Another goal was to explore pre- to post-intervention changes in the number of intrusive memories reported in a daily diary. As predicted, participants reported fewer intrusive memories in Week 5 relative to baseline; specifically, a 68% reduction. By 3-month follow-up, there was a 91% reduction relative to baseline. This pattern of improvement was also observed across other psychological outcomes: depression and anxiety symptoms reduced, and self-reported functioning improved. These encouraging results extend the findings of our previous case series’ using the same imagery competing task intervention, in which participants (n = 1, n = 3) reported a reduced frequency of intrusive memories by 38% to 56% in the intervention phase, with continued reductions observed at 1- and 3-month follow-ups (Thorarinsdottir et al., 2021, 2022). Notably, in the current study a similar pattern of outcomes was achieved despite having fewer sessions and remote delivery of the intervention by non-specialists (i.e., individuals without professional training in mental health). Current data complement existing evidence of the efficacy of this intervention when delivered in acute settings in the initial hours and days following traumatic events (e.g., in women who experienced traumatic childbirth, Horsch et al., 2017; emergency department patients, (Iyadurai et al., 2018; Kanstrup, Singh, et al., 2021), and also in targeting established memories of trauma in frontline healthcare workers (Iyadurai et al., 2023; Ramineni et al., 2023).

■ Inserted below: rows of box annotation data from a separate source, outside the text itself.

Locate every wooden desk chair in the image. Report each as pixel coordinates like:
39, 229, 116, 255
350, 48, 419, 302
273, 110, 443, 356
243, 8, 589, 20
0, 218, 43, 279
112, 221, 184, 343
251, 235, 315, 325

We highlight that these findings are preliminary and come with several limitations, including a small sample size and (in keeping with the aims of a feasibility trial) the absence of a control condition. We note that intrusions increased from baseline to Week 1, and cannot rule out the possibility that the frequency of intrusive memories may have increased during the baseline phase due to participants being asked to monitor their occurrence, particularly in the context of long-standing trauma. This is an aspect that future studies may wish to carefully monitor and explore further – potentially through employing a larger sample size and extending the study period. Incorporating a longer baseline could also be beneficial to ascertain whether any observed increase is maintained or is transient. Further, this feasibility study cannot clarify the underlying mechanisms of the intervention; specifically, whether intrusions reduce owing to memory reconsolidation (Astill Wright et al., 2021), mental imagery interference (Baddeley & Andrade, 2000), a combination of the two, or other factors.
Should these beneficial outcomes be replicated and extended in randomised controlled trials, they will have important applied implications. Specifically, removing the need for in-person contact will increase the capacity to deliver the intervention at scale, and disseminate it to vulnerable traumatised populations (e.g., refugees), potentially overcoming challenges related to geographical location, language, and other barriers to access (Holmes et al., 2017; Kazlauskas, 2017). Similarly, eliminating the need for highly qualified trauma specialists to deliver the intervention competently will further increase scope for scalability.